So I noticed over my Spring Break, that a lot of black women and girls were going missing. Saw it on Twitter and thought, huh that's weird. But it's still happening. Hundres of black women and girls have gone missing over the past few weeks yet there has been little to no coverage about this on most news outlets. A couple of articles have been written, but this is terrifying.
THE ARTICLES:
http://thegrio.com/2017/03/21/black-women-and-girls-are-missing-and-no-one-seems-to-care/
http://www.nydailynews.com/news/national/king-no-accident-hear-missing-black-girls-article-1.3005609
The stories of young black girls and women who are missing don't get the Elizabeth Smart or Natalee Holloway treatment. We don't see primetime television specials on them. Their images don't become permanent fixtures on Twitter. Their names don't get hashtags or trending topics. Nationwide manhunts or search parties don't ensue. Crying black parents, pleading for their children to be found, don't interrupt our sitcoms as breaking news.
Washington, D.C., appears to have a particular problem. Two young black girls, Shaniah Boyd and Chareah Payne, have gone missing just this past week and many other open cases remain open from 2017 alone.
Officials in D.C. are quick to say that 95% of the cases of disappearing girls and women have been resolved, but the fact remains that of the 5% that haven't, all 37 of the girls and women are black and Latina. This trend is not unique to D.C. Black girls and women represent an outrageously disproportionate percentage of the number of people missing in this country.

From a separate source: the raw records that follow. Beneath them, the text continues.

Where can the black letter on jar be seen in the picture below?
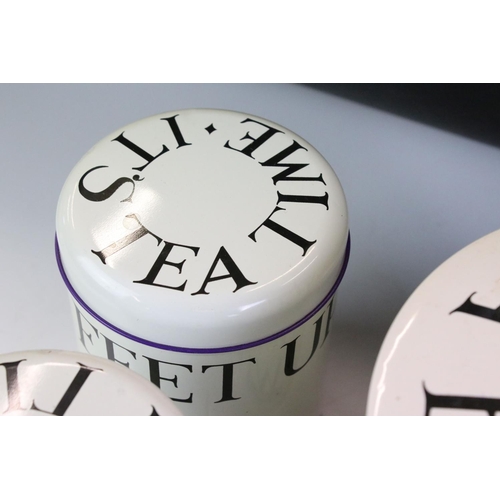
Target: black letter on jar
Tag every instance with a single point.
(227, 378)
(233, 272)
(290, 350)
(154, 376)
(109, 191)
(284, 232)
(469, 307)
(126, 241)
(489, 405)
(248, 150)
(162, 261)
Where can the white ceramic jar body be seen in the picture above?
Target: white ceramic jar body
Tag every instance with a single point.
(203, 249)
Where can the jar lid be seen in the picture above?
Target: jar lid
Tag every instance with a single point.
(202, 228)
(45, 383)
(440, 356)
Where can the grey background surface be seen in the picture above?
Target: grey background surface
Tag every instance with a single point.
(416, 195)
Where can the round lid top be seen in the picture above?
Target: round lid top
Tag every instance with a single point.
(202, 228)
(57, 383)
(441, 353)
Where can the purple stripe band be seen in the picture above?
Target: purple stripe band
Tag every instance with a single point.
(213, 350)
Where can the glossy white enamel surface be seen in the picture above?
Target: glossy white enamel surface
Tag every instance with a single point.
(439, 360)
(61, 383)
(201, 196)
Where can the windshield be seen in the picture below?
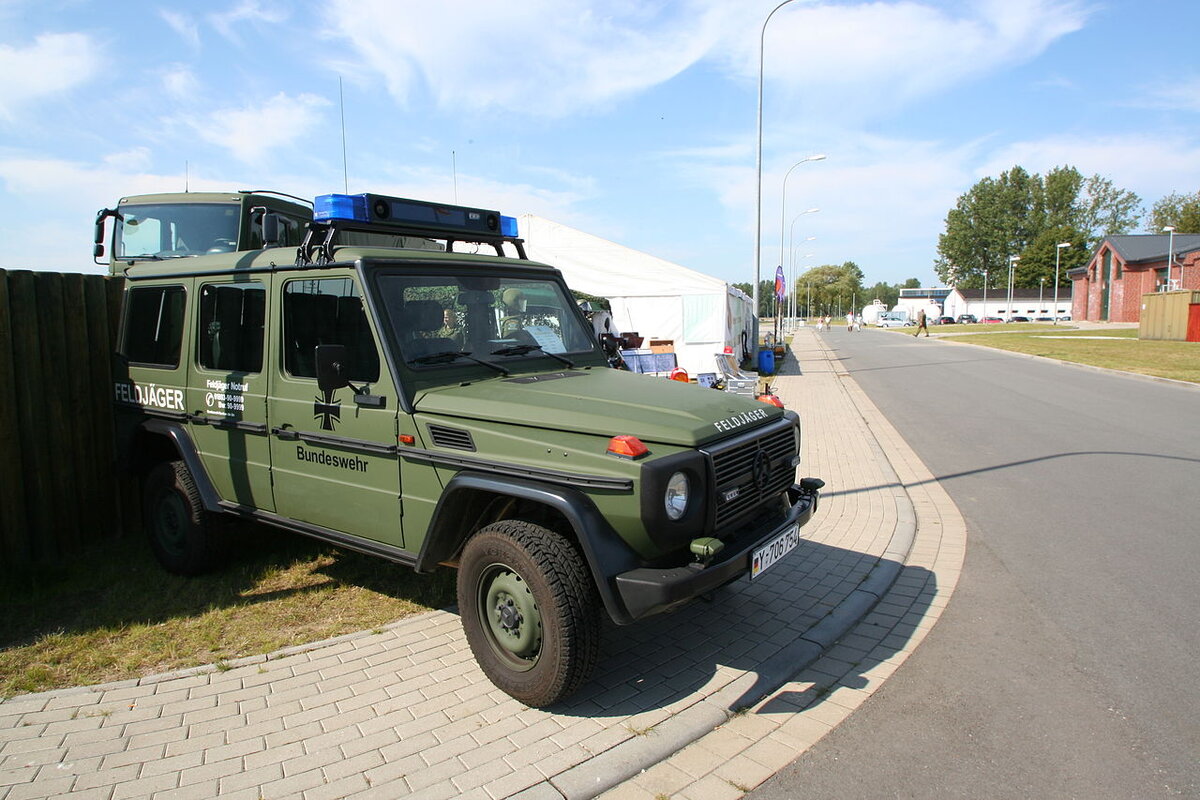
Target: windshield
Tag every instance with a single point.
(177, 229)
(441, 319)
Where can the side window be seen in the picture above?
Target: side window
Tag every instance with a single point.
(229, 332)
(154, 325)
(328, 311)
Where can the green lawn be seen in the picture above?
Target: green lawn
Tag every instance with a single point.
(113, 613)
(1110, 348)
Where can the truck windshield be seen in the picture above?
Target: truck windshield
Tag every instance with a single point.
(442, 319)
(177, 229)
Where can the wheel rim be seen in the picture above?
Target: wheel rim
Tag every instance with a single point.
(169, 523)
(511, 618)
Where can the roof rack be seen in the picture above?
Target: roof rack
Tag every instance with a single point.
(401, 216)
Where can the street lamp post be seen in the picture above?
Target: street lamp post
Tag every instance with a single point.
(791, 245)
(1170, 257)
(757, 197)
(1012, 263)
(1057, 253)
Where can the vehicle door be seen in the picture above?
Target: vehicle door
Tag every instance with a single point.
(227, 390)
(333, 453)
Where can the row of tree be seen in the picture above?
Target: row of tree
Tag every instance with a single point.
(828, 289)
(1018, 214)
(1029, 216)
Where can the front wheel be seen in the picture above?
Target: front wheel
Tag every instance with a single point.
(529, 611)
(184, 536)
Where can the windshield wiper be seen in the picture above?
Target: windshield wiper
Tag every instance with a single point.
(447, 356)
(525, 349)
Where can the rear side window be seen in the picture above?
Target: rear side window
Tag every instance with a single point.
(154, 325)
(327, 311)
(231, 326)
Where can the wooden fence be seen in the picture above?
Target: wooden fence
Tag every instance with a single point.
(59, 487)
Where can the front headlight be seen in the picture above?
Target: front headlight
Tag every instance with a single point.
(676, 497)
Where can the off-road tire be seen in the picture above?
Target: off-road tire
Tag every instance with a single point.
(529, 611)
(185, 537)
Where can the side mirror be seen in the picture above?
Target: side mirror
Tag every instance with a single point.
(331, 367)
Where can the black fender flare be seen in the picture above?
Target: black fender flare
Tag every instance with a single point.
(181, 440)
(605, 552)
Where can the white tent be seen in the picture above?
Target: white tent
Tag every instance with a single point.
(657, 299)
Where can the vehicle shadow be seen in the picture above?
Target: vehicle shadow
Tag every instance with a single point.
(771, 627)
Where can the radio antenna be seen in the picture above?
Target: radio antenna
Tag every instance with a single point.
(346, 169)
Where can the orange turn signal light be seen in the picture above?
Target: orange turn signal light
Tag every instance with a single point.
(627, 446)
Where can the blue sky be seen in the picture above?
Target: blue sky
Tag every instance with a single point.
(630, 119)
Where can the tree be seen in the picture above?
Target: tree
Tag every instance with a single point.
(1179, 210)
(835, 288)
(997, 218)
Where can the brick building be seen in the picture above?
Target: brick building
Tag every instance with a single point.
(1126, 268)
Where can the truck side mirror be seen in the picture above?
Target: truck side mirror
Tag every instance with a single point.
(270, 229)
(331, 367)
(99, 250)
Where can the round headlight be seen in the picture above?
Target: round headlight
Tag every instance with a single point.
(676, 498)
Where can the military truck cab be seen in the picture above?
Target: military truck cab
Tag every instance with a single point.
(406, 383)
(198, 223)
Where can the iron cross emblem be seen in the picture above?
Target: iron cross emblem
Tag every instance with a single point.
(327, 410)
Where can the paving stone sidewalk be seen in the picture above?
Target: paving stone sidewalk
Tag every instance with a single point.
(407, 713)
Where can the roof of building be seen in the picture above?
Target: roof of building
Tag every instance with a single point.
(1137, 248)
(1001, 293)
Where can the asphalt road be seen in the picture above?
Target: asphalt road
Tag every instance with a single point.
(1068, 661)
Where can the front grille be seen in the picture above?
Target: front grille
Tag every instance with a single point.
(751, 470)
(451, 438)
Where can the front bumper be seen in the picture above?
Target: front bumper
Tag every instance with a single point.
(647, 590)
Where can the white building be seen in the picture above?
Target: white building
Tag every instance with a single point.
(1032, 304)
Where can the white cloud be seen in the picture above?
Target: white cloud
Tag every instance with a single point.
(1147, 163)
(229, 23)
(537, 58)
(180, 83)
(184, 25)
(53, 64)
(859, 60)
(250, 133)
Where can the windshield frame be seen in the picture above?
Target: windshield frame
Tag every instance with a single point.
(582, 349)
(198, 227)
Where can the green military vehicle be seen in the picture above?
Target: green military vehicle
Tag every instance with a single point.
(403, 382)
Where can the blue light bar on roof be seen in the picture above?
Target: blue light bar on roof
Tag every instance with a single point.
(417, 215)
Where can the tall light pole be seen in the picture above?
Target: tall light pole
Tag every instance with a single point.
(984, 318)
(790, 241)
(1170, 257)
(783, 204)
(757, 194)
(1057, 253)
(1012, 263)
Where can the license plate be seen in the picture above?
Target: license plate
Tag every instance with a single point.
(769, 554)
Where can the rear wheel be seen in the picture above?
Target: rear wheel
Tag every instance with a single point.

Several media outlets, including Essence and TeenVogue, began to write about the topic, discovering that in January, there were as many as 15 open cases of missing black and latinx girls in DC, getting little more than local media coverage and some tweets from the police department. Although this number is alarming, it speaks to a much larger issue going on in our country that is failing to make top stories on evening news programs.
Black women and girls are missing, and no one is doing anything about it.
Social workers in Relishas case excused her over 30 days of absences by a Dr. Tatum without ever following up on if he was an actual doctor. Dr. Tatum was really a man named Kahlil Tatum who police determined was actually her captor. The lack of follow up and follow through on those whose jobs it is to protect and serve the minority often let us slip through the cracks, labeling black children as runaways or truants instead of captives.